La tregua con Salvini, in un’offensiva, che, stando ai fatti, aveva unilateralmente ingaggiato un po’ a freddo Letta appena eletto segretario, probabilmente è stata siglata anche in nome di quello che appare come l’unico vero punto politico sul quale i due leader sono d’accordo. E cioè la preferenza per il maggioritario rispetto al proporzionale. Cosa che, nelle intenzioni di Letta, si congegna al suo disegno di un nuovo Ulivo con la leadership però del Pd. E simmetricamente il maggioritario è necessario a Salvini per ribadire la leadership del centrodestra, che gli contende Giorgia Meloni, presidente di Fratelli d’Italia, rimasta all’opposizione.

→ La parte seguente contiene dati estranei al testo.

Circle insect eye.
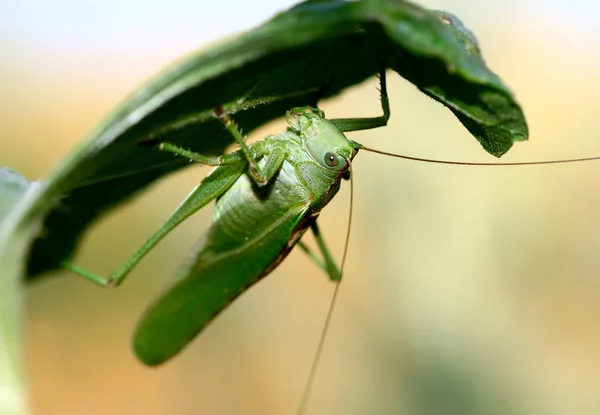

In questa sfida sotterranea, che si consuma su chi è il vero architrave politico del governo Draghi, però restano sullo sfondo due attori politici, che ora sembrano tagliati fuori dal bipolarismo Letta-Salvini e cioè Forza Italia e Italia Viva di Renzi. Ma intanto più che un alto là a Salvini, che, comunque, stando ai numeri reali delle consultazioni svoltesi dopo le politiche del 2018 e ai sondaggi, resta il primo partito italiano, l’ultima settimana sembra aver segnato anche una sconfitta di desideri inconfessati a sinistra di sospingere la Lega verso un “Papeete 2”. O anche quelli di metter Draghi in “zona rossa”. Perché la sua resta “zona” non colorabile.

In ogni caso, scelte di politica estera come la visita in Libia e il disegno di riaffermare la centralità dell’Italia nel Mediterraneo oggettivamente ricordano molto la politica estera dell’ex premier Silvio Berlusconi e dei suoi governi. E aprono una nuova fase rispetto all’ ex governo giallo-rosso, seppur il ministro degli Esteri sia sempre il pentastellato Di Maio.